In any case, I'm more interested in keeping it short, whatever we do. The movie directors have trended towards short cutting and subject change, with TV also pioneering in that direction. I don't want to be a mile wide inch deep but nor do I want to be a mine shaft in the wrong area, or any number of other poor designs i.e. there are many more ways to get it wrong than right and "mile wide inch deep" is but one of them.
So do some permutations, as an excuse to get good with hash tables (Python's dict) more than anything, and touch on their closed nature and the existence of group properties, and then move on. Come back to group properties another time, when looking at totatives modulo N ala 'Vegetable Group Soup' segments **, and move on again, but take a few moments to allude back and forth i.e. point out these bridges.

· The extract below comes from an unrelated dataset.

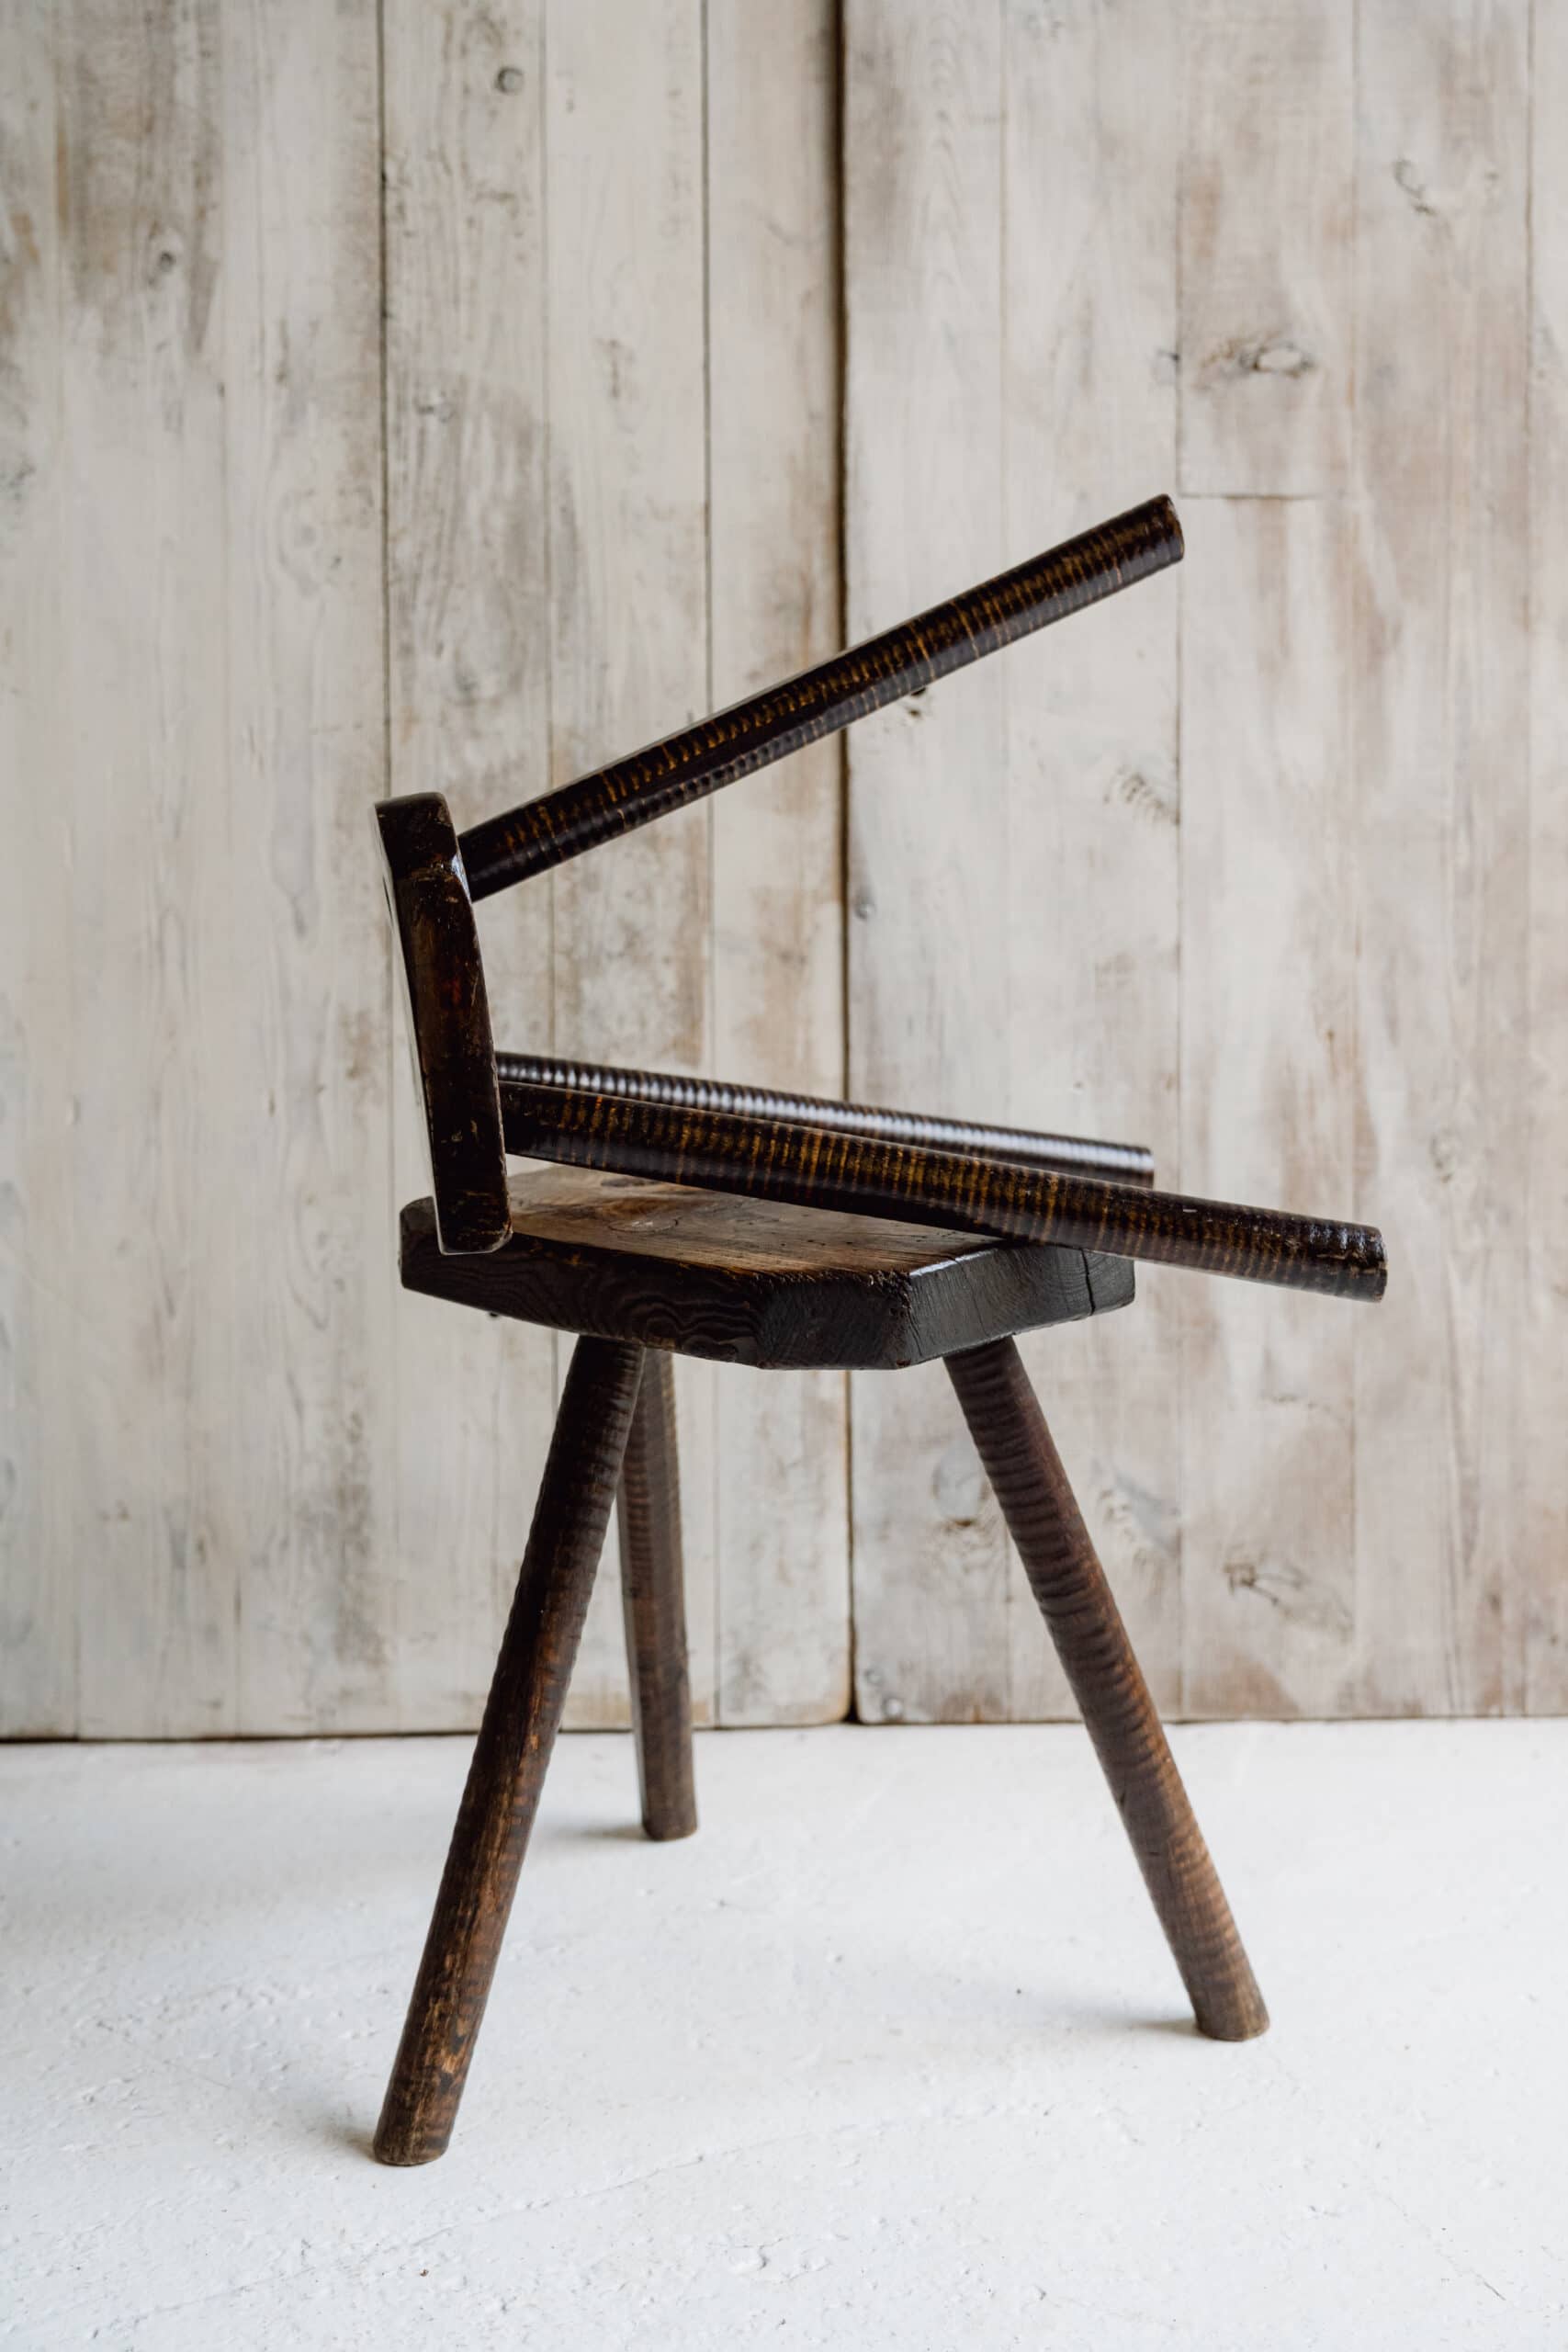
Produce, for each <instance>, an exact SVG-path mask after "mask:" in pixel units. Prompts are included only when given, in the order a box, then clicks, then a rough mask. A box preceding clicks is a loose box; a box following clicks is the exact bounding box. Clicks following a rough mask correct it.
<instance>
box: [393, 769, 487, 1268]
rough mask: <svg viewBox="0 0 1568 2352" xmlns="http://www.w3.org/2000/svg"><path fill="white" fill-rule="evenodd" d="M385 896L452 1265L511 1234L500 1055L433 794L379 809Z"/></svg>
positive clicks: (467, 882)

It's like Ikea (furniture store): there's the "long route" where you see everything, and then you have these "short cuts" that connect you in a kind of "hyperspace".
So in STEM we have our linear tracks, which don't go on and on for too long, and their hypertext topologies (other ways of "stringing it together").
Remember we have RSA (topic in crypto) to hit, still within the K12 sphere. Grades 13-16 provide time to go deeper, before hopping into trucking (a business school gig) and then into some mix of management and finance. You still draw on those crypto skills and some of the products you work with are about routing trucks (an important area in software development, especially with real time GPS getting involved).